Serena rose, smoothed the blankets, and went to the door. She paused there, looking back at the small figure in the bed, at Marianne tucked beneath one arm, at the fair hair spread across the pillow, at the peaceful expression on a face that had known too much sorrow.

Her rule, her sensible and carefully maintained rule about not becoming attached—she was already breaking it.

And the most unsettling part was that she could not summon the will to regret it.

Chapter Five

“Dear Mama and Papa…”

Serena paused in the doorway of the schoolroom, her hand lifted to knock upon the frame. She had come in search of Samuel, who had wandered off during the afternoon interval, but what she found rooted her in place.

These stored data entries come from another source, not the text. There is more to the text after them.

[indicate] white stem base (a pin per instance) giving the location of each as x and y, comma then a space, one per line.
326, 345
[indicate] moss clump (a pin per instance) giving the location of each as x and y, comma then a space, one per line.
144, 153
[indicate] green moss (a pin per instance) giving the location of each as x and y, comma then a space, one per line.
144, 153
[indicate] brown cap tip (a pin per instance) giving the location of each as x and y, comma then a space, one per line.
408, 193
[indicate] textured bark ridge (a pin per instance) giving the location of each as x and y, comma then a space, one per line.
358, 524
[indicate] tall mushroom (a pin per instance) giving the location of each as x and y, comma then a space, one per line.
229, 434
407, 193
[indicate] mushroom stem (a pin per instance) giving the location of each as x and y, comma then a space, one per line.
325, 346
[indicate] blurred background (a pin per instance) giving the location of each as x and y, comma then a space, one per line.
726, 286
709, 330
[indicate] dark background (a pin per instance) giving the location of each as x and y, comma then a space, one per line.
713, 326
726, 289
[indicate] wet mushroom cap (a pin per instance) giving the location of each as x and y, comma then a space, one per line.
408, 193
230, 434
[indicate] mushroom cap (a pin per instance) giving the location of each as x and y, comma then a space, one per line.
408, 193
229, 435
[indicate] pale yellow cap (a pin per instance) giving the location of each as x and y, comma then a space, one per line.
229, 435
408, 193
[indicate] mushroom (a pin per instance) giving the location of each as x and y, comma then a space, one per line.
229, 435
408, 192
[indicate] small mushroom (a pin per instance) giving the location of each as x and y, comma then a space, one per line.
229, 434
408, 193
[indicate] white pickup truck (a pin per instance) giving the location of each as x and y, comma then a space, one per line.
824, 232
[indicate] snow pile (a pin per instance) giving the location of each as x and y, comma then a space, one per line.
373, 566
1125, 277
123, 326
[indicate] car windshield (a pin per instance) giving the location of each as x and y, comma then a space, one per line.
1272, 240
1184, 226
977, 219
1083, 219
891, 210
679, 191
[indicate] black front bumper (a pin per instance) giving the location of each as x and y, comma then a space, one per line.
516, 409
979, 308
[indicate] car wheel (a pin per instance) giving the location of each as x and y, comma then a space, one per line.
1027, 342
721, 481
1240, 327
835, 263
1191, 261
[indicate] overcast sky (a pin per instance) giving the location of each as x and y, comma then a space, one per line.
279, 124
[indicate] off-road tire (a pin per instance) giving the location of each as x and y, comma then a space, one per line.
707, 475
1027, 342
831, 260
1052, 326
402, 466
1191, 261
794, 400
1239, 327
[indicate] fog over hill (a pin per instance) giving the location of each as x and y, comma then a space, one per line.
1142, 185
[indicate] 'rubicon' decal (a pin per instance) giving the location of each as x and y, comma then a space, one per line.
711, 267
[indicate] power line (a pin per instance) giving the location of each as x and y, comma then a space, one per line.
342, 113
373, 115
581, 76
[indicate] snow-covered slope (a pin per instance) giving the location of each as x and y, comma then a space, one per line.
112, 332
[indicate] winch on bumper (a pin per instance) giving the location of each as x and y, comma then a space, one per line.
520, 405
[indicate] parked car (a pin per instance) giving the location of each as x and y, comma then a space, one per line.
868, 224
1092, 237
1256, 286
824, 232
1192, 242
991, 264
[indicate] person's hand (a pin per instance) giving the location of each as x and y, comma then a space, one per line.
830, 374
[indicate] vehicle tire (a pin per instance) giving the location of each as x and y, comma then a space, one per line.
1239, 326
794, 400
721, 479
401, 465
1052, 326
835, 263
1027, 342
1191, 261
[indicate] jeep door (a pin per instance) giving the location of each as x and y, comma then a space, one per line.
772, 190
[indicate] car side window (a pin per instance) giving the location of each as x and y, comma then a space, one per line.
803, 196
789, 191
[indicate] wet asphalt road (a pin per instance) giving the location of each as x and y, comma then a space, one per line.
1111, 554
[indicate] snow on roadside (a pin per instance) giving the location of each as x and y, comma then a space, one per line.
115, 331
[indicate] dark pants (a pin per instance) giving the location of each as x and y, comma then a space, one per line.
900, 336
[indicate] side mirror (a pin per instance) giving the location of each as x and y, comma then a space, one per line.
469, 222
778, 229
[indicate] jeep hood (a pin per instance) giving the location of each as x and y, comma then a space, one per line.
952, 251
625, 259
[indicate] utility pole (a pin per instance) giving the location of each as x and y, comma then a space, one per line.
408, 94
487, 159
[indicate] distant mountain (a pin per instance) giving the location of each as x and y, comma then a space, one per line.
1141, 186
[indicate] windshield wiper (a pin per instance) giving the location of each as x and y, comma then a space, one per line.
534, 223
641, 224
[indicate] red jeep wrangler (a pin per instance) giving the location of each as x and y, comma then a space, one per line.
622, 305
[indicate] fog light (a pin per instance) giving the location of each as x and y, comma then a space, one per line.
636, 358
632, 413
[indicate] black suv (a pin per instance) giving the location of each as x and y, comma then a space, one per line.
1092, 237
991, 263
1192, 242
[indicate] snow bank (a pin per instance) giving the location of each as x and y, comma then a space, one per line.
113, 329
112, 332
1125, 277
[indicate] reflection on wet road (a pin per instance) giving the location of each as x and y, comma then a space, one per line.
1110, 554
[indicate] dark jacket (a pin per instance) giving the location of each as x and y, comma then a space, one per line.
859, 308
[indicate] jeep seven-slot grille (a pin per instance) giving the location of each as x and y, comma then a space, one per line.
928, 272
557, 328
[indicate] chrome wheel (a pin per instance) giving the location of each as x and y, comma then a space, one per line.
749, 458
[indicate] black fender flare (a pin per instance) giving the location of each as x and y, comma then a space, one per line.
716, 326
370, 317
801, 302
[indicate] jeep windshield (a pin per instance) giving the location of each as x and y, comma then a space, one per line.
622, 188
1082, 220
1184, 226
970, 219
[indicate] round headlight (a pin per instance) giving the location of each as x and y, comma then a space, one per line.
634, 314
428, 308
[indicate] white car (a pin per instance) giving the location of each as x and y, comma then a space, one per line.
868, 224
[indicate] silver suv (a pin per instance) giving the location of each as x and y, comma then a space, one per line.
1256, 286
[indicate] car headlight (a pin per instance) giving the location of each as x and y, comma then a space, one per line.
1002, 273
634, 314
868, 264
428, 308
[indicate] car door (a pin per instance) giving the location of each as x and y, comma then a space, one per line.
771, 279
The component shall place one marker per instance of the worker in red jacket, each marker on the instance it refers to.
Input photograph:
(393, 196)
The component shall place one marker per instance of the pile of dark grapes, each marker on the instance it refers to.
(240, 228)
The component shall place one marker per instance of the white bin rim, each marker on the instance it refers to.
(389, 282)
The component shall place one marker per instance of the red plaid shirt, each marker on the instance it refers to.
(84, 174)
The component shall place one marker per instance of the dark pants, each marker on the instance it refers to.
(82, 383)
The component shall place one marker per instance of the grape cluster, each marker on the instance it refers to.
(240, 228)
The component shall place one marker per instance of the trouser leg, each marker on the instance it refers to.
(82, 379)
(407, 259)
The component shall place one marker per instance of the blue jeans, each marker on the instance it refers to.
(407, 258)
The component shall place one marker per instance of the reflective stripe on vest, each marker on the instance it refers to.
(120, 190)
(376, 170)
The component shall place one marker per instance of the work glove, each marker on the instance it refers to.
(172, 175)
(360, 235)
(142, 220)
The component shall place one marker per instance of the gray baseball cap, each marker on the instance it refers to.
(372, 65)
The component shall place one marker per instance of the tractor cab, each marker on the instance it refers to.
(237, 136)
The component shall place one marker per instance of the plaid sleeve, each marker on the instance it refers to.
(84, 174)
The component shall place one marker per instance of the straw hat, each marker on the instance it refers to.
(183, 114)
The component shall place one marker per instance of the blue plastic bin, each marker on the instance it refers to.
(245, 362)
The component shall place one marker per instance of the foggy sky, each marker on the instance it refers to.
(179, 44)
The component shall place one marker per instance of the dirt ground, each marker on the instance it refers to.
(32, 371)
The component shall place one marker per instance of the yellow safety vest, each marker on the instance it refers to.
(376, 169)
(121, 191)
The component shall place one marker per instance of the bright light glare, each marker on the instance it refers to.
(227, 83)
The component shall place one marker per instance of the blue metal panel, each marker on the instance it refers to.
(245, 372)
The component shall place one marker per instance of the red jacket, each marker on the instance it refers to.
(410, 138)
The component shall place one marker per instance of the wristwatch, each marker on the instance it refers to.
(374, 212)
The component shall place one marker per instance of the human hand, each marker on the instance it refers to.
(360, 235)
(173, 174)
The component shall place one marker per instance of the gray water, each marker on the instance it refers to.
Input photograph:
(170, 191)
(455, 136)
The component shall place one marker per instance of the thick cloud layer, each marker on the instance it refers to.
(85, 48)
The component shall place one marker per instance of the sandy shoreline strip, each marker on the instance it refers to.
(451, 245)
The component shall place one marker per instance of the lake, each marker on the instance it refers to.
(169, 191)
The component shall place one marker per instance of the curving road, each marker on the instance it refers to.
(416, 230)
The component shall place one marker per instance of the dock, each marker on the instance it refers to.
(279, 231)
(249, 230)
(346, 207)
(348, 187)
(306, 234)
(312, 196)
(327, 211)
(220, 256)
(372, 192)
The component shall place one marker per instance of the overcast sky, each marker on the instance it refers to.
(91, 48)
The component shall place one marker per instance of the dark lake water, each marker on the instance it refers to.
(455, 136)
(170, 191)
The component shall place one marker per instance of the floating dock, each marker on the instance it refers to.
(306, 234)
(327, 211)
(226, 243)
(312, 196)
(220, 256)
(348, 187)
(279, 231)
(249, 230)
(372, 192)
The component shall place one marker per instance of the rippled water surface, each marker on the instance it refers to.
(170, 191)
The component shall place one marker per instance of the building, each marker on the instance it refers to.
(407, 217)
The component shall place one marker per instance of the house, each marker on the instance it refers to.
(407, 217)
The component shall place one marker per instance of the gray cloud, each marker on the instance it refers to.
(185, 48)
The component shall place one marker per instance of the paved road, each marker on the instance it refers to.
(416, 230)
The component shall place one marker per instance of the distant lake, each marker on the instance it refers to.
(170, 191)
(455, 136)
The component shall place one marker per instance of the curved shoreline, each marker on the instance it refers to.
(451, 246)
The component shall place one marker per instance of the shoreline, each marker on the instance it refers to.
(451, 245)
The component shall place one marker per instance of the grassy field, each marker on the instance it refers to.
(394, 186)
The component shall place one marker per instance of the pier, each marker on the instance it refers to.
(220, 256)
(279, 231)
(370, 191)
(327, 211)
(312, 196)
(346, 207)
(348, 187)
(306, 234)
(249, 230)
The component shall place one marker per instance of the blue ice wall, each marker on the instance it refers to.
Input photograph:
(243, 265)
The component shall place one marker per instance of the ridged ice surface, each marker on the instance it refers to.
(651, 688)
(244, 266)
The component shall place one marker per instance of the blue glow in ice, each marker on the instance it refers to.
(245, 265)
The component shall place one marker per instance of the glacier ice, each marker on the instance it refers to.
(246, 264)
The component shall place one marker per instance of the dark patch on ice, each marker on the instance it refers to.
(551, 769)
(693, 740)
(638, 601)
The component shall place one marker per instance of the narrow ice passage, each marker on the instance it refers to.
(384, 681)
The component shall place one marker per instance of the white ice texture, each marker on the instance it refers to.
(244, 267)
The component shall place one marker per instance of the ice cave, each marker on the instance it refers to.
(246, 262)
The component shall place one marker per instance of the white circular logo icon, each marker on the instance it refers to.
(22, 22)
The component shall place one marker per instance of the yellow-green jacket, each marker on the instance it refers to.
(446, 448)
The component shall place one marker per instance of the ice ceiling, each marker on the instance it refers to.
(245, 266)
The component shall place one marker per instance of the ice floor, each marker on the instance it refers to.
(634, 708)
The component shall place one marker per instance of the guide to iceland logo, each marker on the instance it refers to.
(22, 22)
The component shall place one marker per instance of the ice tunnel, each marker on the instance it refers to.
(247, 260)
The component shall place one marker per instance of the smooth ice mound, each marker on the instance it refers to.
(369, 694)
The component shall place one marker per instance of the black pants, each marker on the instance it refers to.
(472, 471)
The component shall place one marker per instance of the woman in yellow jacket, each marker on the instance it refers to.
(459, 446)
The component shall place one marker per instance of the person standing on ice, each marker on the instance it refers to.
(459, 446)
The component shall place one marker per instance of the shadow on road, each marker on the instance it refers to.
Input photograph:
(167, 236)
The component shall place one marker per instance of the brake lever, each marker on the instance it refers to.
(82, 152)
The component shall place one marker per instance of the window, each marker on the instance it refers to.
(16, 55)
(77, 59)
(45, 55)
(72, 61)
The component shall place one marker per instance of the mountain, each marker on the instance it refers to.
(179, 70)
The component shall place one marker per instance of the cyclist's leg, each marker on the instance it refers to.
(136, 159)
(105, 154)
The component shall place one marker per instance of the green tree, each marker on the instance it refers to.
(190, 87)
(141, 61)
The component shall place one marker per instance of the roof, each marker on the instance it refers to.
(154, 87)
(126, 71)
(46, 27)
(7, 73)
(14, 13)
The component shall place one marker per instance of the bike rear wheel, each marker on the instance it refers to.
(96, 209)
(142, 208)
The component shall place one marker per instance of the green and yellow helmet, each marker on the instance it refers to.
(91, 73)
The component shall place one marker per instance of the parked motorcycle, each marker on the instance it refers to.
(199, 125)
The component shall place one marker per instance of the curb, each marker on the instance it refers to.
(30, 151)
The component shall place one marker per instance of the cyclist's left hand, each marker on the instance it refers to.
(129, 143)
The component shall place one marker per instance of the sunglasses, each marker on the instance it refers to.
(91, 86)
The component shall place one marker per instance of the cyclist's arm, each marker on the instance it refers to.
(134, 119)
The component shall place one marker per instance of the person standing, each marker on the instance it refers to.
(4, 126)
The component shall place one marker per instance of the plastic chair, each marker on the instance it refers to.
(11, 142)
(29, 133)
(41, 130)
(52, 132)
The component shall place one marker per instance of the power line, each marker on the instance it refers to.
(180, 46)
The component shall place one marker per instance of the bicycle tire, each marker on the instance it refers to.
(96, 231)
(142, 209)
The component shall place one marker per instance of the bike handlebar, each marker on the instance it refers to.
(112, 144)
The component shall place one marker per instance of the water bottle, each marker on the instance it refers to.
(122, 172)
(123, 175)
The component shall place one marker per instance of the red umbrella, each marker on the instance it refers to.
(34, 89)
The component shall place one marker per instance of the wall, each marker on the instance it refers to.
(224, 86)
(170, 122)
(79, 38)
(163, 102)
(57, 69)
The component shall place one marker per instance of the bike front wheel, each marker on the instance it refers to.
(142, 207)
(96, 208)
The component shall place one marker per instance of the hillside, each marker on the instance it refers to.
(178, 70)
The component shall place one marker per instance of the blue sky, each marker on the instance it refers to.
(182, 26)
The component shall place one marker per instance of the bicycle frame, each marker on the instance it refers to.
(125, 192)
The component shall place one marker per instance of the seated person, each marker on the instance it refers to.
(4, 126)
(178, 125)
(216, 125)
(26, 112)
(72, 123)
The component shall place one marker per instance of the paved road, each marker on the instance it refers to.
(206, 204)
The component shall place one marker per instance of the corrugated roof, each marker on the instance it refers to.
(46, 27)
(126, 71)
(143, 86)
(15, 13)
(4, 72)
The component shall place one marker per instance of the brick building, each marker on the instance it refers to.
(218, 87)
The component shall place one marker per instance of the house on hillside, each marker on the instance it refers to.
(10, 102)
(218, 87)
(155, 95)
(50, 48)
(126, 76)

The boy sat at the writing desk by the window, his back to the door, a single sheet of paper spread before him. His pen lay beside it, the ink not yet dry. He drew a careful breath, as though gathering his courage, and began to read.

“I hope you are well up in the sky,” Samuel said softly. “Miss Collard says it is very pleasant there, and that you have everything you need. She says you can see us, even though we cannot see you. I hope that is true. I hope you can see how hard I am trying to be good.”

Serena’s throat tightened. She ought to announce herself. She ought to step away. It was not right to overhear something so private.

But she remained.

“Ella is still bossy,” Samuel continued, his voice steadier now. “But Miss Collard says it is because she worries about us and does not know how else to show it. I think she may be right. Ella cries at night sometimes. She thinks we do not hear, but I do.”

Serena pressed her hand to her mouth, determined not to betray herself.

“Rosie is getting better. She does not ask for you as often now, but I do not think that means she has forgotten. I think she is only learning to miss you more quietly. Like I am.”

He paused; his gaze fixed upon the page. When he spoke again, his voice was smaller.

“Uncle Nate came to luncheon yesterday. He spoke to us. Truly spoke, not only the polite questions that do not mean anything. He told us you were proud of us, Papa. He said you wrote to him about us.” His voice faltered. “I did not know you wrote letters about us. I wish I could read them.”

Serena’s sight blurred. She blinked hard against it.

“I miss you,” Samuel said, and now there was no disguising the tears. “I miss you every day. Sometimes I forget what your voices sounded like, and then I remember again, and it hurts even more because I forgot. Miss Collard says it is all right to forget sometimes. She says it does not mean I love you less. But it feels as though it does.”

He set the letter down and wiped his eyes with the back of his hand, quick and furtive, as though even alone he felt ashamed of being seen.

“I must go now,” he said to the page. “Miss Collard will be looking for me, and I do not wish her to worry. I love you. I hope you know that. I hope you can hear me.”

Only then did he fold the paper, carefully and with exactness, and slip it into the pocket of his jacket. He remained seated for a long moment afterwards, gazing out at the grey Derbyshire sky beyond the window.